Lets say I have the following data frame:
df <- data.frame(id = c(1,1,1,2,2,2,3,3,3,3),
col1 = c("a","a", "b", "c", "d", "e", "f", "g", "h", "g"),
start_day = c(NA,1,15, NA, 4, 22, 5, 11, 14, 18),
end_day = c(NA,2, 15, NA, 6, 22, 6, 12, 16, 21))
I want to create a data frame that has the following columns: id, start_day, end_day
such that for each unique id I only need the minimum of start_day column and the maximum of the end_day column. The final data frame should look like as follow:
To get this new data frame I wrote the following code:
df <- df[!(is.na(df$start_day)), ]
dt <- data.frame(matrix(ncol =3 , nrow = length(unique(df$id))))
colnames(dt) <- c("id", "start_day", "end_day")
dt$id <- unique(df$id)
st_day <- vector()
en_day <- vector()
for (elm in dt$id) {
d <- df[df$id == elm, ]
minimum <- min(d$start_day)
maximum <- max(d$end_day)
st_day <- c(st_day, minimum)
en_day <- c(en_day, maximum)
}
dt$start_day <- st_day
dt$end_day <- en_day
df <- dt
My code is creating what I am looking for, but I am not happy with it. I would love to learn a better and cleaner way to do the same thing. Any idea is very much appreciated.

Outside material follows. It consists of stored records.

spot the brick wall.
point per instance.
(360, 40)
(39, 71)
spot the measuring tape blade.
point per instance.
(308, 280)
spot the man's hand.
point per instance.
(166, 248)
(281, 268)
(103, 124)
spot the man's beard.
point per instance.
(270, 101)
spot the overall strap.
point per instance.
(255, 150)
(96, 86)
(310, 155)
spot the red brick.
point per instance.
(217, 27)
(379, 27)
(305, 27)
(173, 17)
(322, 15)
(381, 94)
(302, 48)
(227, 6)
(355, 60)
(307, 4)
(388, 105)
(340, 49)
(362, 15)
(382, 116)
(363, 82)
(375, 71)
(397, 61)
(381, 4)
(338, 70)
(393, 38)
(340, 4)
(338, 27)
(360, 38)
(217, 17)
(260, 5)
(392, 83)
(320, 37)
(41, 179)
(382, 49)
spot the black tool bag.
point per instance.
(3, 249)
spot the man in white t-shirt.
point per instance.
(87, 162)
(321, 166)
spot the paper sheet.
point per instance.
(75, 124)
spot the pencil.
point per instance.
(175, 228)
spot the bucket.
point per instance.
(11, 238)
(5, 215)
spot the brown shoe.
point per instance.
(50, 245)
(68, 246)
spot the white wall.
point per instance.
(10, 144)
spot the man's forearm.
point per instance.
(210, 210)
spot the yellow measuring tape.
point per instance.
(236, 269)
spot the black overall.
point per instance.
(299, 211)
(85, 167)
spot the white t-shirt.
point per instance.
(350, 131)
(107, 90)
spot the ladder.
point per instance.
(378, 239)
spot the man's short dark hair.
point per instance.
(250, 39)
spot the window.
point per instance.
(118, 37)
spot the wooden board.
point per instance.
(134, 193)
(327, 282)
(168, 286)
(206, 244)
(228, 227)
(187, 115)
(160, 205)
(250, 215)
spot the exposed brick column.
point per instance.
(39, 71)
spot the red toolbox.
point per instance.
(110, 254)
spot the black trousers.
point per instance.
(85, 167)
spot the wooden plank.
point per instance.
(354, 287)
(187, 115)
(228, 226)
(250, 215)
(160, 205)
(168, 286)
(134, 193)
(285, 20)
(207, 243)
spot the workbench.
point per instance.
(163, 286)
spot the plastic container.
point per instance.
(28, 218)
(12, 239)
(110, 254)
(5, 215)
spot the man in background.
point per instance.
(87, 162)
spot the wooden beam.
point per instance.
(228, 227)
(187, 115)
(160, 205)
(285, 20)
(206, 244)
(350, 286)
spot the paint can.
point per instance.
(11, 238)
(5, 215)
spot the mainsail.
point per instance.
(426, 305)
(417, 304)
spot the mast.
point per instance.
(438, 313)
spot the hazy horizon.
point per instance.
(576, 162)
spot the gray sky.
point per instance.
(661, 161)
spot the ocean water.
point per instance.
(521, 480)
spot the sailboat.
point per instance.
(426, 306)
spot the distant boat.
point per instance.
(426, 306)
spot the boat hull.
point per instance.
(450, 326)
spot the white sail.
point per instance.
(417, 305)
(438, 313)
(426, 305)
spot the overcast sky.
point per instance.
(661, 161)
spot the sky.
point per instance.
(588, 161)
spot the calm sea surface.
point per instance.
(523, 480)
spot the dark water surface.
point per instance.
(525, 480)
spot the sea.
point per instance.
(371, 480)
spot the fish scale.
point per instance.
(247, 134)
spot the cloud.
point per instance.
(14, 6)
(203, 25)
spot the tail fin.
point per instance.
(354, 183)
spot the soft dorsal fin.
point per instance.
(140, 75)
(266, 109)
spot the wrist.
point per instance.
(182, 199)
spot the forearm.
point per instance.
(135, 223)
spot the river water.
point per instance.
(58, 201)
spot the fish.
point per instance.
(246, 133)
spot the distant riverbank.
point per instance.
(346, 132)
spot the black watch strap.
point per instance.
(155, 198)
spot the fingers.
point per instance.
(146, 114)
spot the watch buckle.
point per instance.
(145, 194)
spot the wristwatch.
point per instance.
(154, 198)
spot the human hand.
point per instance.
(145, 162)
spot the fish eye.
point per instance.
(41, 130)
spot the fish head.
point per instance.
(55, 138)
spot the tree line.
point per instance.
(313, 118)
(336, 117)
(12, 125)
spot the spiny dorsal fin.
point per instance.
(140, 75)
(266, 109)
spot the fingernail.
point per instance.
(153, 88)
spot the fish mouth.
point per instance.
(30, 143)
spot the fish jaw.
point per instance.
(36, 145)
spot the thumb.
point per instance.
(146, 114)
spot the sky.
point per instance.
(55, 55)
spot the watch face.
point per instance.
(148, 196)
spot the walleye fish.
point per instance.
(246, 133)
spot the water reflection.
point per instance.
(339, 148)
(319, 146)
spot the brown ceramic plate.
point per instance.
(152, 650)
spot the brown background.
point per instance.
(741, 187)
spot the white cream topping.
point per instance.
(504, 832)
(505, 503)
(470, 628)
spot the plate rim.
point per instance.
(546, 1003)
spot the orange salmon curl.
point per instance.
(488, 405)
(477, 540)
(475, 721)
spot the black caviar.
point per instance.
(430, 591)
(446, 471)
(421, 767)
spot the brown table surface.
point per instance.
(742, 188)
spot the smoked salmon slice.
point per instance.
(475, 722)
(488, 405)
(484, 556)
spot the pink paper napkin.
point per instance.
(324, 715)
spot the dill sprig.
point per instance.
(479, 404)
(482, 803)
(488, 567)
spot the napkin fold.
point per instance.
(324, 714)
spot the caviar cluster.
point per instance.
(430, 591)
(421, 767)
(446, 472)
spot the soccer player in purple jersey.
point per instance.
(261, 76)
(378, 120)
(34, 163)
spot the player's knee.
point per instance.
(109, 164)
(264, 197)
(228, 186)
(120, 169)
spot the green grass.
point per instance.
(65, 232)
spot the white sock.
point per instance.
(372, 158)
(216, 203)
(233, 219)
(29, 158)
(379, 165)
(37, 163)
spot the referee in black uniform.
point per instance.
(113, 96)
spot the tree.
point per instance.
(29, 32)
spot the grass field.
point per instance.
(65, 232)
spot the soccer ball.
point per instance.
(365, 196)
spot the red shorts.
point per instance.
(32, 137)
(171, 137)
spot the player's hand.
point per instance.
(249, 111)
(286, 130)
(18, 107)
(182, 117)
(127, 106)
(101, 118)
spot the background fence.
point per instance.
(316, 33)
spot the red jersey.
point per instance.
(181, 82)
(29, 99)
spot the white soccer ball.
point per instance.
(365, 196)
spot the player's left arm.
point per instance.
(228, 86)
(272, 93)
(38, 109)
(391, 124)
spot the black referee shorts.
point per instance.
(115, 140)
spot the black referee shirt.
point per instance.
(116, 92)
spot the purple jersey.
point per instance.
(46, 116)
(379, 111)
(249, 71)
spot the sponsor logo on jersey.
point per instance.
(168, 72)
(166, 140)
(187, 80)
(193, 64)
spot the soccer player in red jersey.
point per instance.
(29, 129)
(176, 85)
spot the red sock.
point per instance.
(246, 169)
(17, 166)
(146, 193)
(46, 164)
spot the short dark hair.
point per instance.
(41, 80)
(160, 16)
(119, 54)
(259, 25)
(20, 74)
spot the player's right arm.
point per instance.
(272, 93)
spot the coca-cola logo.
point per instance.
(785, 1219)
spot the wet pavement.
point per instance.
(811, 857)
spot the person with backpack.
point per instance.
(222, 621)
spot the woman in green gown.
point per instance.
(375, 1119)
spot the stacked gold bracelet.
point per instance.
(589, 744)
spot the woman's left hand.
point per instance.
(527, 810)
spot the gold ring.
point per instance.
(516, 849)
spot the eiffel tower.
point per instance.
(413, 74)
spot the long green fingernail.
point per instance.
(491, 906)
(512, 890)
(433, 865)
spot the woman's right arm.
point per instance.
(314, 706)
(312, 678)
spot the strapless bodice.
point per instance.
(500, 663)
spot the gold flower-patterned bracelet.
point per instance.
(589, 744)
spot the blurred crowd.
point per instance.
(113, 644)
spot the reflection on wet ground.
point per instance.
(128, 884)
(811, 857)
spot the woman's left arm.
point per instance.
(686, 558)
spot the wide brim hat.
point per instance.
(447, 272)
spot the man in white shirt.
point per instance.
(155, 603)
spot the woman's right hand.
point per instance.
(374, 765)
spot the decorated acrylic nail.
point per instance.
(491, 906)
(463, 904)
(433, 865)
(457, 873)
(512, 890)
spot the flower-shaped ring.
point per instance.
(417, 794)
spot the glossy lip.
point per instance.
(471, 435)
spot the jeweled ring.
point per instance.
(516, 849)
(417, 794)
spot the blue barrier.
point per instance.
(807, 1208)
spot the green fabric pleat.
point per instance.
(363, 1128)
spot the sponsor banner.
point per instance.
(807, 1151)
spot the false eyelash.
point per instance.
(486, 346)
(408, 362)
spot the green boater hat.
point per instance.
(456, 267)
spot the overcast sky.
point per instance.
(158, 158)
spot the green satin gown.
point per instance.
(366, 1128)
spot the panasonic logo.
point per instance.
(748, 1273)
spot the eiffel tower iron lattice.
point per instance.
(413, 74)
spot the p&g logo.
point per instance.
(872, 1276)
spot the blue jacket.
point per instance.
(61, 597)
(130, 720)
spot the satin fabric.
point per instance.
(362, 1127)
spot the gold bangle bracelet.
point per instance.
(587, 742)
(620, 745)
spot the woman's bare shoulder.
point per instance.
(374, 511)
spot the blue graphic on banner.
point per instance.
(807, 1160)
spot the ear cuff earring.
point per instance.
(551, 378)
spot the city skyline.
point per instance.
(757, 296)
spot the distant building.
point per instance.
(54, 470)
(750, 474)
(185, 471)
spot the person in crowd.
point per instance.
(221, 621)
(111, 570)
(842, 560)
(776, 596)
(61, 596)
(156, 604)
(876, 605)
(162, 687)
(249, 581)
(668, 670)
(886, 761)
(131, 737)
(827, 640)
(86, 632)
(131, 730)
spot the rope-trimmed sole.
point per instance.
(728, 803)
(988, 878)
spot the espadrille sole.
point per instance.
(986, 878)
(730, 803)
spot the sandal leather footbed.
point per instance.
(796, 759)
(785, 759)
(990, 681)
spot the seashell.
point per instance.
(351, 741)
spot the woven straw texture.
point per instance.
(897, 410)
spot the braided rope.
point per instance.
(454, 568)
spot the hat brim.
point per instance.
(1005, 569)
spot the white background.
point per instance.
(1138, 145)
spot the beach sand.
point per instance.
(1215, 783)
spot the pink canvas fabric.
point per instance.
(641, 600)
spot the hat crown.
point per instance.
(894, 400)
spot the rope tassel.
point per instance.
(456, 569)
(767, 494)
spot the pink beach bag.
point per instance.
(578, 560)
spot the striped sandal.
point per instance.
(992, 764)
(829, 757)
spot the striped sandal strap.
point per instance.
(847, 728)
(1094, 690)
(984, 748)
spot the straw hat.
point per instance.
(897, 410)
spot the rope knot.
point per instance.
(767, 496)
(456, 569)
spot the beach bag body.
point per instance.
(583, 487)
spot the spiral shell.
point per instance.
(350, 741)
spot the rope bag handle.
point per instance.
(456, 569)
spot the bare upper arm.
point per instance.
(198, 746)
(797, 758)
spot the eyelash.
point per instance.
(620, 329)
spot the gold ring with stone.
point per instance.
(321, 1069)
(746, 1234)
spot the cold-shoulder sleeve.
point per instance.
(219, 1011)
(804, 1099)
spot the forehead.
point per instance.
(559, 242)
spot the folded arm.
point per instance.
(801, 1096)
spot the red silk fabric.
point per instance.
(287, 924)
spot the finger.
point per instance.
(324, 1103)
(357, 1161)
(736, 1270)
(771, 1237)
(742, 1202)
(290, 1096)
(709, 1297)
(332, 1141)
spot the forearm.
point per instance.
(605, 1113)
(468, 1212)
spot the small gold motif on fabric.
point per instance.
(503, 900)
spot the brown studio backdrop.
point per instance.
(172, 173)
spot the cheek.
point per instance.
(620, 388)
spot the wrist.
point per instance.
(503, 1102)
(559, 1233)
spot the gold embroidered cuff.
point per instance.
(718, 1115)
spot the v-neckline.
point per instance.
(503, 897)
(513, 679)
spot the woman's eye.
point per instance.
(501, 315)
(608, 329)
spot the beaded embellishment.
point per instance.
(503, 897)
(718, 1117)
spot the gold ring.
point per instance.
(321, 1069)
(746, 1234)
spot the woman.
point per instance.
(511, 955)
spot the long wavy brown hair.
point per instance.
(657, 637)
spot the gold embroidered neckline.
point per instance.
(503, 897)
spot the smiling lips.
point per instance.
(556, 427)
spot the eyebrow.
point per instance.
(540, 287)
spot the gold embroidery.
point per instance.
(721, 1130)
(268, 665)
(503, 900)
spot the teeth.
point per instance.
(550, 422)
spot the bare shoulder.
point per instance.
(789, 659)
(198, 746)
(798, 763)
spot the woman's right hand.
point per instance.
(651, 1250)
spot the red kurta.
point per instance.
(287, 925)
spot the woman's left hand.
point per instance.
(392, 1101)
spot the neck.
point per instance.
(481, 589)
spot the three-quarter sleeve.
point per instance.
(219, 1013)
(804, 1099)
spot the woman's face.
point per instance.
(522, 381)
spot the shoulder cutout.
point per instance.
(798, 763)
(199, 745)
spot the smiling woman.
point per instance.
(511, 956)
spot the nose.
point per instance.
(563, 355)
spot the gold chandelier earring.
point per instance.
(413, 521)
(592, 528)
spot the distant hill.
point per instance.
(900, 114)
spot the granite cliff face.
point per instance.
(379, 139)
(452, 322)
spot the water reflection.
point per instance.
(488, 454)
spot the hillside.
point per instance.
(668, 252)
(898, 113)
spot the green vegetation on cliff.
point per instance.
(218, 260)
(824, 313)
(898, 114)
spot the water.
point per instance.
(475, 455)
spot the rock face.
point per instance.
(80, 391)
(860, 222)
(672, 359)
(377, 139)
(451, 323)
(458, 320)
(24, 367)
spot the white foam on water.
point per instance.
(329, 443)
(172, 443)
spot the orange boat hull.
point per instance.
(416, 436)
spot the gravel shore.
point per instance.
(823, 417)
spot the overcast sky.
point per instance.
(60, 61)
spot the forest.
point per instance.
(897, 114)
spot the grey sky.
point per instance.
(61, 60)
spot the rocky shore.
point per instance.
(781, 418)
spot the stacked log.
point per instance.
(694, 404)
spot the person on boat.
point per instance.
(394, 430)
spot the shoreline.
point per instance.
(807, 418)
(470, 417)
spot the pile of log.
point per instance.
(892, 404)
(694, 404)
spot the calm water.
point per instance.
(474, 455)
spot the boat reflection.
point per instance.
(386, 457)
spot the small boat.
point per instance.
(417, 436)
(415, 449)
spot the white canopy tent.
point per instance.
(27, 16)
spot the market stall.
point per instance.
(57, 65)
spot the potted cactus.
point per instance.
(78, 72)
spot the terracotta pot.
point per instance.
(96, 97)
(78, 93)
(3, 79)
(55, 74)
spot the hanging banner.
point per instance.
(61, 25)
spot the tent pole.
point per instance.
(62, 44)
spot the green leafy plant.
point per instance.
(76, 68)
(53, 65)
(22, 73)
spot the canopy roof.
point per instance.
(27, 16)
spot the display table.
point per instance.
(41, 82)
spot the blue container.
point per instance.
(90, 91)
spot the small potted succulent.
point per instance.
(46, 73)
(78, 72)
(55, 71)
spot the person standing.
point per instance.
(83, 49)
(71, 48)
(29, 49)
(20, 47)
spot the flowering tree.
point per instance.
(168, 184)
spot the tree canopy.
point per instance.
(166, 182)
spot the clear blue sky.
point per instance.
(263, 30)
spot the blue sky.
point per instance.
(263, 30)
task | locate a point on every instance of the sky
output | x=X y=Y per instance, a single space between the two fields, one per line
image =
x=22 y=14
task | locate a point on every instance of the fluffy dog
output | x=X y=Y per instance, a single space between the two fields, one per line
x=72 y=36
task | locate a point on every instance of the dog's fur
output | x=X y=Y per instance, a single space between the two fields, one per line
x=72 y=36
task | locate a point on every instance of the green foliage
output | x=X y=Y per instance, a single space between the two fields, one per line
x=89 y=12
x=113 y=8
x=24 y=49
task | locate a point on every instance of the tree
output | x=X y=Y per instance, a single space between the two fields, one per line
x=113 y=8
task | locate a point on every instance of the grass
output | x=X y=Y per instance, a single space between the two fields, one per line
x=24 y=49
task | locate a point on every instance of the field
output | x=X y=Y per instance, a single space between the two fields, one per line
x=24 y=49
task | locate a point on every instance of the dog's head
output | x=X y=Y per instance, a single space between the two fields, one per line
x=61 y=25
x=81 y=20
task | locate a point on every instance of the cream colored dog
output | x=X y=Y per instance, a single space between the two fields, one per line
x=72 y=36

CodePudding user response:
You can try data.table
like below
> library(data.table)
> na.omit(setDT(df))[, .(start_day = min(start_day), end_day = max(end_day)), id]
id start_day end_day
1: 1 1 15
2: 2 4 22
3: 3 5 21
CodePudding user response:
This should do:
df %>% group_by(id) %>% summarise(start_day = min(start_day, na.rm = T),
end_day = max(end_day, na.rm = T))
Output:
id start_day end_day
<dbl> <dbl> <dbl>
1 1 1 15
2 2 4 22
3 3 5 21